Terkait dana Rp630 juta untuk Pasar Cakra, Dinas Perdagangan disebut telah berkoordinasi dengan konsultan untuk menyusun rencana teknis pelaksanaan renovasi. Langkah ini dinilai penting agar dana yang ada dapat dieksekusi dengan tepat dan tidak seperti tahun sebelumnya, ketika dana Rp200 juta tidak dapat digunakan lantaran keterbatasan pada perencanaan struktur atap.
“Insya Allah kali ini bisa dieksekusi dengan baik. Kita belajar dari pengalaman tahun lalu,” ujarnya.
Selain itu, Komisi II juga menggandeng Dinas PUPR untuk melakukan uji kelaikan terhadap kondisi pasar. Hasil kajian teknis ini akan menjadi dasar dalam pengambilan kebijakan lanjutan, termasuk kemungkinan renovasi menyeluruh atau perencanaan jangka panjang.

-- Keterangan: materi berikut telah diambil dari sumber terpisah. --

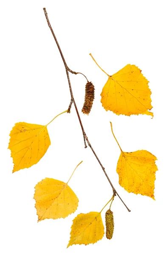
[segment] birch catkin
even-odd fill
[[[92,107],[95,96],[95,87],[91,82],[88,82],[85,86],[85,96],[82,112],[88,115]]]
[[[113,237],[114,224],[113,212],[110,209],[105,213],[105,224],[106,226],[106,237],[111,239]]]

“Kalau hasil uji dari PUPR menunjukkan kondisi pasar sudah mengkhawatirkan, kita bisa segera ambil tindakan. Tapi kalau masih bisa bertahan lima atau sepuluh tahun, kita sesuaikan kebijakan ke depannya,” jelasnya.
Komisi II menegaskan komitmennya untuk terus mengawal proses perbaikan pasar tersebut agar berjalan sesuai dengan kebutuhan masyarakat dan kondisi teknis di lapangan. (fit)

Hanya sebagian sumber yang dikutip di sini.